In this report, we use the pulitzer data frame from the website FiveThirtyEight to determine whether there is a relationship between a newspaper’s readership and its number of Pulitzer Prizes. By analyzing the data, we intend to determine if earning the Pulitzer Prize has a significant effect on a newspaper’s readership.
This data frame can be obtained directly from the FivethirtyEight https://data.fivethirtyeight.com or by installing the package ‘fivethirtyeightdata’.
The data frame considers the readership of the top fifty newspapers in the country between years 2004 and 2013. It contains the following seven columns
Newspaper
Daily Circulation, 2004
Daily Circulation, 2013
Change in Daily Circulation, 2004-2013
Pulitzer Prize Winners and Finalists, 1990-2003
Pulitzer Prize Winners and Finalists, 2004-2014
Pulitzer Prize Winners and Finalists, 1990-2014
We start by loading the package the data frame
## We start by loading the 538 library and pulitzer data frame
library(fivethirtyeight)
# Read the Pulitzer data frame
data <- fivethirtyeight::pulitzer
head(data)
We begin by removing entries for which the readership in 2013 has dropped to zero (the paper is no longer in business), as these may negatively impact the data.
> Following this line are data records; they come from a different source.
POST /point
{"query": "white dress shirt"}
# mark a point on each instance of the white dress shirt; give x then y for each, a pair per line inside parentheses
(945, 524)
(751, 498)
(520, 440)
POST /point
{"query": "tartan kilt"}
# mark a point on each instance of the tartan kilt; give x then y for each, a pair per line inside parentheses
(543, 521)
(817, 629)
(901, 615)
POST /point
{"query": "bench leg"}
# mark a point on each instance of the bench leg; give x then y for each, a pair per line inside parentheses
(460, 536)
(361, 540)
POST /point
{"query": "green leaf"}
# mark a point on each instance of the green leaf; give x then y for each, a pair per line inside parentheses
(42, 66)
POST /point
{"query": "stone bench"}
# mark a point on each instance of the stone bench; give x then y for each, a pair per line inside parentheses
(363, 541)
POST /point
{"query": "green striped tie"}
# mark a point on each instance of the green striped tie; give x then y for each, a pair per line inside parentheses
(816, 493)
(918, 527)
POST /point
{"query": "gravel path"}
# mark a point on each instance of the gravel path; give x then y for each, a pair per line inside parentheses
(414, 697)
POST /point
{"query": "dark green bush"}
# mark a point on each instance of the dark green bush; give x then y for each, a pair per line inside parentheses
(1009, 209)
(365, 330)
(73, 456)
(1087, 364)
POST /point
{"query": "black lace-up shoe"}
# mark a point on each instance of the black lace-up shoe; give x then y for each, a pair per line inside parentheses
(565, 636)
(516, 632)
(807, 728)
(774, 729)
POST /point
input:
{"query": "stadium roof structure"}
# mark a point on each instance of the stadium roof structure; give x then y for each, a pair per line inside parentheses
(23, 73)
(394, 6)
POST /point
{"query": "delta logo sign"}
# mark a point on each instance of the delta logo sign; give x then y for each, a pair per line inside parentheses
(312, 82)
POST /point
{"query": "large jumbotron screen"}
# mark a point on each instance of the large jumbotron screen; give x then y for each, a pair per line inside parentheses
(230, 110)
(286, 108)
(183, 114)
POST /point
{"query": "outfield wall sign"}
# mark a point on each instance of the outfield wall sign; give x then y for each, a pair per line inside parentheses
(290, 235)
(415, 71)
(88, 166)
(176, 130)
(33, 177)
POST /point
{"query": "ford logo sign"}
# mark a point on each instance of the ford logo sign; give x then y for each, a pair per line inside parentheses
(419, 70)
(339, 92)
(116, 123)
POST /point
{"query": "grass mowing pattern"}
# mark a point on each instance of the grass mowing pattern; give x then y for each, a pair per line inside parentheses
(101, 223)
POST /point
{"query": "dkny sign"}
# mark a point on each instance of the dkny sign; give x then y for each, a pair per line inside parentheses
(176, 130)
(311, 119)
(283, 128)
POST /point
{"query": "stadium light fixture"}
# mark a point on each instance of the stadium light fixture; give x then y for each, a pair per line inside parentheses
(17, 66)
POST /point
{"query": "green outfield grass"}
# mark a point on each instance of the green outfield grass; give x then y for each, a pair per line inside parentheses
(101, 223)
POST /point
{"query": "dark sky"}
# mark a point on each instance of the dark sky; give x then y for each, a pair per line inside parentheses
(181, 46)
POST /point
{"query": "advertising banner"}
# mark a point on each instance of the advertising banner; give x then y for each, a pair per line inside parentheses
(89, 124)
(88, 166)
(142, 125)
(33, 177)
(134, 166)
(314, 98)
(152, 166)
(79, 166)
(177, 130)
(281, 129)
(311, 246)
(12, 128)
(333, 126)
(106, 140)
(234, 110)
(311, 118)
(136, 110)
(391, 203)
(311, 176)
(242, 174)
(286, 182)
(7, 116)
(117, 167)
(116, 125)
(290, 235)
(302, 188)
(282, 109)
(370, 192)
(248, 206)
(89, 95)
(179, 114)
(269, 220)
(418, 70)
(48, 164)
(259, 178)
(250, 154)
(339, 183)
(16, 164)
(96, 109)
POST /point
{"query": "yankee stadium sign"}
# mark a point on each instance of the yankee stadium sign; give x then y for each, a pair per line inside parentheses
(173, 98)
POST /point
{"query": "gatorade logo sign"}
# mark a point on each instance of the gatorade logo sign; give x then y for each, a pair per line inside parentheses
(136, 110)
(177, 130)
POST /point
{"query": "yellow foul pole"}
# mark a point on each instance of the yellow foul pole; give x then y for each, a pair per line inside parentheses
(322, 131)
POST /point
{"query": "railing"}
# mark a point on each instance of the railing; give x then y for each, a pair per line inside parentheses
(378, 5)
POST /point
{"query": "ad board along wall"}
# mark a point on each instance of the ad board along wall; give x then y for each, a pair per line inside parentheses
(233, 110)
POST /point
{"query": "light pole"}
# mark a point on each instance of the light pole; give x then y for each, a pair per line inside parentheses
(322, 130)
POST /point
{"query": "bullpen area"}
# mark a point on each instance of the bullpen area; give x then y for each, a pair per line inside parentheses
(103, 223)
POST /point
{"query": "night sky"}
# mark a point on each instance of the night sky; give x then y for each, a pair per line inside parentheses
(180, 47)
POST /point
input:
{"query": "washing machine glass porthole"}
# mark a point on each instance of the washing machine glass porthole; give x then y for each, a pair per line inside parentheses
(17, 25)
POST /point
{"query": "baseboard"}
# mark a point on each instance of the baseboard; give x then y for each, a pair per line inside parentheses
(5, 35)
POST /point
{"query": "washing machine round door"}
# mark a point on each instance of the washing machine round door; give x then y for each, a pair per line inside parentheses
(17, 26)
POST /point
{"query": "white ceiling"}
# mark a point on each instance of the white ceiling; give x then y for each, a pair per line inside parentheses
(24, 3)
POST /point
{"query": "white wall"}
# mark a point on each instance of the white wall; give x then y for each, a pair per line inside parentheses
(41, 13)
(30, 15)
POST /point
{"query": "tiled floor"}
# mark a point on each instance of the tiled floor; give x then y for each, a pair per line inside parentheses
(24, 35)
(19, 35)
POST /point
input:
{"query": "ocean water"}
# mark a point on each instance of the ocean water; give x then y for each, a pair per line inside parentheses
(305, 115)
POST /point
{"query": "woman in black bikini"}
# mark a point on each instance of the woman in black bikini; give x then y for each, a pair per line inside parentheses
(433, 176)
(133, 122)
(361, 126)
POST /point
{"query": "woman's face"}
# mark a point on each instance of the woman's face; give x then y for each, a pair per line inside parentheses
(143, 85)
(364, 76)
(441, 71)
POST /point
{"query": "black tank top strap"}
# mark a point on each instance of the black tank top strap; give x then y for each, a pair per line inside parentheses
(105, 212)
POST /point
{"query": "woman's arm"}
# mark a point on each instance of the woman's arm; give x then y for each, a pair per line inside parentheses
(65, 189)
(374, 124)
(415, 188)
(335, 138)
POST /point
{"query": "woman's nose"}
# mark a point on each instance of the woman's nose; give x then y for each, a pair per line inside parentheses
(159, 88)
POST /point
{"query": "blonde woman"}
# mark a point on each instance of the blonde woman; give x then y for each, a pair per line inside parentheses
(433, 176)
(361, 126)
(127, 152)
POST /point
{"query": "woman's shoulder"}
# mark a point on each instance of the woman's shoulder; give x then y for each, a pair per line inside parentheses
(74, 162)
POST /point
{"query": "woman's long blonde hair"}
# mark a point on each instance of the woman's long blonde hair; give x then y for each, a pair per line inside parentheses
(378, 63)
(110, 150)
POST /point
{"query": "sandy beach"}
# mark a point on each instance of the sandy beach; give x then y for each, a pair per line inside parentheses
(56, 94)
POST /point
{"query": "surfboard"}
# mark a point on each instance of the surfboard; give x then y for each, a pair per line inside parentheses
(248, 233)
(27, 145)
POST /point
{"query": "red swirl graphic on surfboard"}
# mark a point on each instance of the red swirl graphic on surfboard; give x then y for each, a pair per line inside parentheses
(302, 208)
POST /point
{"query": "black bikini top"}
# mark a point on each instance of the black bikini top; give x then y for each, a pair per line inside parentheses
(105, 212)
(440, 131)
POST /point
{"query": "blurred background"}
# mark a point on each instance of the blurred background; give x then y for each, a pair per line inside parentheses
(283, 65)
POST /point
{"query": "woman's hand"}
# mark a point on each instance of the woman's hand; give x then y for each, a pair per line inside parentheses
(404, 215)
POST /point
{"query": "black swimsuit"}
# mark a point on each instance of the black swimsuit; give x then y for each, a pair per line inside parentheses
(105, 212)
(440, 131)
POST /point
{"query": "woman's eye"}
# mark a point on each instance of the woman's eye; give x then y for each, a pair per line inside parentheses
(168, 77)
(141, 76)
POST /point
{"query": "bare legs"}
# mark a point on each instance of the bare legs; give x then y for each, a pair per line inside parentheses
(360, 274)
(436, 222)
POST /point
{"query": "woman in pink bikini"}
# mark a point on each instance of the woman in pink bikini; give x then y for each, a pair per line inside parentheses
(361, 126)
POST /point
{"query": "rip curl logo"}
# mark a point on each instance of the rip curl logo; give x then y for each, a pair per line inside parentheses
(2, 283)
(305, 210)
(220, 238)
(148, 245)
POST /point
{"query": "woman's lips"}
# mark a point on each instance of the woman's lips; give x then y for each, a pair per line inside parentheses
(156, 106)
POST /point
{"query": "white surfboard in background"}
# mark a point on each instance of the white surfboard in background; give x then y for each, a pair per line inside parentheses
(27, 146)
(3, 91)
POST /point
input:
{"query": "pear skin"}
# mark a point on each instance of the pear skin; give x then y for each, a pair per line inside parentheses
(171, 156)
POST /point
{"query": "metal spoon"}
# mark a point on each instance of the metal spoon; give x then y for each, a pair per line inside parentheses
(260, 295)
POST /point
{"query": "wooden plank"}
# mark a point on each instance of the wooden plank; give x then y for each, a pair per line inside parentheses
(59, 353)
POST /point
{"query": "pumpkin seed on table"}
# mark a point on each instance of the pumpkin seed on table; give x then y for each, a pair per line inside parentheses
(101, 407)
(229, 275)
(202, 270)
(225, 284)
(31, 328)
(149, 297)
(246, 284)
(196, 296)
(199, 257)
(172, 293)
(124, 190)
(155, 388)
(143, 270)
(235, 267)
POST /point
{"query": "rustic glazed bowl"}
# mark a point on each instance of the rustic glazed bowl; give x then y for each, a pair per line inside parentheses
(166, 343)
df = subset(data, data['circ2013'] != 0)
df1 = as.data.frame(df)
We will only keep the following columns
pctchg_circnum_finals1990_2003num_finals2004_2014num_finals1990_2014and form a new data frame called ‘pulitzer’:
pulitzer <- df1[c("pctchg_circ", "num_finals1990_2003",
"num_finals2004_2014" , "num_finals1990_2014")]
We start by visualizing our data to see if we can detect any trends. We will generate three plots
Percentage change in readership vs. number of awards between 1990 and 2003
Percentage change in readership vs. number of awards between 2004 and 2014
Percentage change in readership vs. total number of awards
It is important to sort the data frame according to the number of awards first.
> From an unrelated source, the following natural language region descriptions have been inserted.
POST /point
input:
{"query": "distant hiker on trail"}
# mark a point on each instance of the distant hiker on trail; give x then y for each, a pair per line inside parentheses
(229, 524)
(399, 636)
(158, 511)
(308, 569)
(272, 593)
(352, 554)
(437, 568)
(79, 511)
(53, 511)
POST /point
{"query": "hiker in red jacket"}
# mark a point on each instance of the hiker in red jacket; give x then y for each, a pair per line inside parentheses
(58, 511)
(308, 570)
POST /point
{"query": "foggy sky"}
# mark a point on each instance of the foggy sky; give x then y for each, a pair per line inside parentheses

sorted_pulitzer = pulitzer[order(pulitzer$num_finals1990_2003),]
library(ggplot2)
p = ggplot(sorted_pulitzer, aes(x=num_finals1990_2003, y=pctchg_circ))
# Add a scatter plot to the plot object
p = p + geom_point()
# Add a linear regression line to the plot object
p = p + geom_smooth(method="lm")
# Set the x-axis and y-axis labels
p = p + xlab("Number of Pulitzer prized 1990-2003") + ylab("Percentage change in readership")
# Show the plot
p
## `geom_smooth()` using formula = 'y ~ x'
p = ggplot(sorted_pulitzer, aes(x=num_finals2004_2014, y=pctchg_circ))
# Add a scatter plot to the plot object
p = p + geom_point()
# Add a linear regression line to the plot object
p = p + geom_smooth(method="lm")
# Set the x-axis and y-axis labels
p = p + xlab("Number of Pulitzer prized 2004-2014") + ylab("Percentage change in readership")
# Show the plot
p
## `geom_smooth()` using formula = 'y ~ x'
p = ggplot(sorted_pulitzer, aes(x=num_finals1990_2014, y=pctchg_circ))
# Add a scatter plot to the plot object
p = p + geom_point()
# Add a linear regression line to the plot object
p = p + geom_smooth(method="lm")
# Set the x-axis and y-axis labels
p = p + xlab("Number of Pulitzer prized 1990-2014") + ylab("Percentage change in readership")
# Show the plot
p
## `geom_smooth()` using formula = 'y ~ x'
Of the three plots, the one which shows change in readership in 2004 and 2013 versus the number of Pulitzer prizes in the same period shows the most correlation. The relationship is not linear, however at this stage we think using a linear model is sufficient.
In future maybe using non-linear regression we can show more clear trends.